TL;DR

I myself included, we all love a good TL;DR right smack at the start. Here’s the one for this post.

A data lake is the go-to, single collection for accessing all sorts of data from across your organization.

A data warehouse is the single collection of structured data from across your organization designed for data analysis.

The Premise of All This
- Data Silos
- The Solution?
Data Lakes
- AWS Lake Formation
Data Warehouses
- Amazon Redshift
Data Lakes vs. Data Warehouses

The Premise of All This

Imagine you’re working at an e-commerce organization with multiple departments – sales, marketing, finance, etc.
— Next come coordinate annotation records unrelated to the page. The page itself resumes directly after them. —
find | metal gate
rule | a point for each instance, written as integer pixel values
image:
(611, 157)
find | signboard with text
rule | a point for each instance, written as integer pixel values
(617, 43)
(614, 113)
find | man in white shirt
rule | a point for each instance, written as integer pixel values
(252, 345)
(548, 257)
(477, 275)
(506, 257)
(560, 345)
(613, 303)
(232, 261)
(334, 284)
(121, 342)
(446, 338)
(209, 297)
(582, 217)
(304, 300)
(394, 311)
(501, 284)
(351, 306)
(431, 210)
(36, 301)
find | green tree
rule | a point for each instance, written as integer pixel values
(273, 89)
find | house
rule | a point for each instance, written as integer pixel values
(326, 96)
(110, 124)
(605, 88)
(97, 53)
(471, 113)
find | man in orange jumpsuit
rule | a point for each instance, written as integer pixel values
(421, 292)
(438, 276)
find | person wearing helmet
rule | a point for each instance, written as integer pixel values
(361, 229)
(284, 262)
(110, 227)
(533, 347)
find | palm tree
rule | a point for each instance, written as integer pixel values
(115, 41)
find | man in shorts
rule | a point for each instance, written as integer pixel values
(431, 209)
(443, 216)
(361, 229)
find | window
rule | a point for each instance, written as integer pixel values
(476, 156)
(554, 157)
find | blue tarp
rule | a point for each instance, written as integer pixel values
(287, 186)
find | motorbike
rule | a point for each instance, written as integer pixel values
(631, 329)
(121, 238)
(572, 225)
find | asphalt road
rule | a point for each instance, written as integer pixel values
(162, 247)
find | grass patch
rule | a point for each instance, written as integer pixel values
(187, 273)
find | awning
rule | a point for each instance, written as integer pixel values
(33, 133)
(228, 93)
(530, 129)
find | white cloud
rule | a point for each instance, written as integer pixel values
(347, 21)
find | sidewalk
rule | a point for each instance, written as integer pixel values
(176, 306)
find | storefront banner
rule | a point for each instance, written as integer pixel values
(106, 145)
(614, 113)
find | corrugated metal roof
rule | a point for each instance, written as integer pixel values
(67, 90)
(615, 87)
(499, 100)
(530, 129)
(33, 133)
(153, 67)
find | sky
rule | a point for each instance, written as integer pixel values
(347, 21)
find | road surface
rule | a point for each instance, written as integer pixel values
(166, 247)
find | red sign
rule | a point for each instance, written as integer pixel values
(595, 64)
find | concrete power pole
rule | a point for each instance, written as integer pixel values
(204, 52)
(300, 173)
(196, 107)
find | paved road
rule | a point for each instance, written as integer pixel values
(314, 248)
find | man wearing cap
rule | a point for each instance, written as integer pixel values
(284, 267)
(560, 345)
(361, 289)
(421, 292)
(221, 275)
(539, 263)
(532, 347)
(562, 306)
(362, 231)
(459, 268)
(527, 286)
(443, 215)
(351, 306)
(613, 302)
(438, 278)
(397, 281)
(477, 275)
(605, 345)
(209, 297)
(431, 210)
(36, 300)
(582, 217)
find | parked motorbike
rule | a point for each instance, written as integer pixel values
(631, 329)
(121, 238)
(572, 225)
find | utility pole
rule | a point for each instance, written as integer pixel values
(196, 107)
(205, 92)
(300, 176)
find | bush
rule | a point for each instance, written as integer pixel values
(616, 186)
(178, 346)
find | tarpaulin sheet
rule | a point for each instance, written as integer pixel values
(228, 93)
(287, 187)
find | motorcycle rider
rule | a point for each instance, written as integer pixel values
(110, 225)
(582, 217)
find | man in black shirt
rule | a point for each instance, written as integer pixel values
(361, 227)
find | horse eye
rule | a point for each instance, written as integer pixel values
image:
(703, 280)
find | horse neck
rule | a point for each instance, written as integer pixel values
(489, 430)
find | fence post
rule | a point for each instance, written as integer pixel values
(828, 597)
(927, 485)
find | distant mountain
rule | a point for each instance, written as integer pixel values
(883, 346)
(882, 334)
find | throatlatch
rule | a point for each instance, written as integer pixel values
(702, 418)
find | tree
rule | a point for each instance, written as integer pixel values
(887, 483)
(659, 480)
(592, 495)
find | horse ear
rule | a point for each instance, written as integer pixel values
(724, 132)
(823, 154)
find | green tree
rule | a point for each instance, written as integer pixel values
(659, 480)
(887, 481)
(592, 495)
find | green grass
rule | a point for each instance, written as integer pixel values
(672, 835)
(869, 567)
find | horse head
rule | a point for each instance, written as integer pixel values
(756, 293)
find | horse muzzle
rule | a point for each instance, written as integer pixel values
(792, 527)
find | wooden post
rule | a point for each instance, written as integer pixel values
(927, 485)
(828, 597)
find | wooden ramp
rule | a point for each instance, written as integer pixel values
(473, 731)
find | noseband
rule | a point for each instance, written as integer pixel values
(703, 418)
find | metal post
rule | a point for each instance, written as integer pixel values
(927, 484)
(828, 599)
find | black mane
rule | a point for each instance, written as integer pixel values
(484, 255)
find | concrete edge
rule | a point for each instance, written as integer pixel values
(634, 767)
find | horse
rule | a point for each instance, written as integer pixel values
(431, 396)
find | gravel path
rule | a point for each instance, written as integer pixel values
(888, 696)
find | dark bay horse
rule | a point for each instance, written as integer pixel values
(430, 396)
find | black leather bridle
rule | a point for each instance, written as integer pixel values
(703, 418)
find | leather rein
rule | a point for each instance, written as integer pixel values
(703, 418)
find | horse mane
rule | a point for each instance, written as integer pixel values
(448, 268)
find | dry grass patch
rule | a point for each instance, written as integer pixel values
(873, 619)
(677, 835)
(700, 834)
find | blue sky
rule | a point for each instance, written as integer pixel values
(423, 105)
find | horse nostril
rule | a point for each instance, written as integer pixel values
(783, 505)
Because each department focuses on its own thing, they collect and store their data independently:

Sales: Tracks customer interactions in their CRM¹ system
Marketing: Runs campaigns and collects metrics like page views or marketing email click rates in their marketing platform
Finance: maintains financial records in their accounting software

Each of these systems serves its specific purpose well. After all, if you are an accountant working in the finance department, it’s not every day you need to know about what’s being stored in the sales team’s CRM system. However, if you might run into challenges when the company wants you to answer cross-departmental questions or gain organization-wide insights like:

Which marketing campaigns generate customers with the highest lifetime value?
- marketing campaign data + sales transaction history + customer retention
How do shipping delays impact customer retention rates?
- logistics/operations data + future purchasing behavior

First of all, because data is trapped in separate departmental systems, there is no single view that shows all the cross-organizational data. If you were to create that single view, it’s probably going to be challenging to find a common denominator and combine the information. What adds to the challenge is inconsistent formatting: your marketing data might be structured nicely in a table format, while your sales data is in JSON.

Now let’s assume you somehow successfully joined all the data across your organization into one place. What if the individual data stores are updated pretty often, all at different times? It’s probably going to take forever to just update, transform the original data, and load it into the single source before you can even start extracting insights.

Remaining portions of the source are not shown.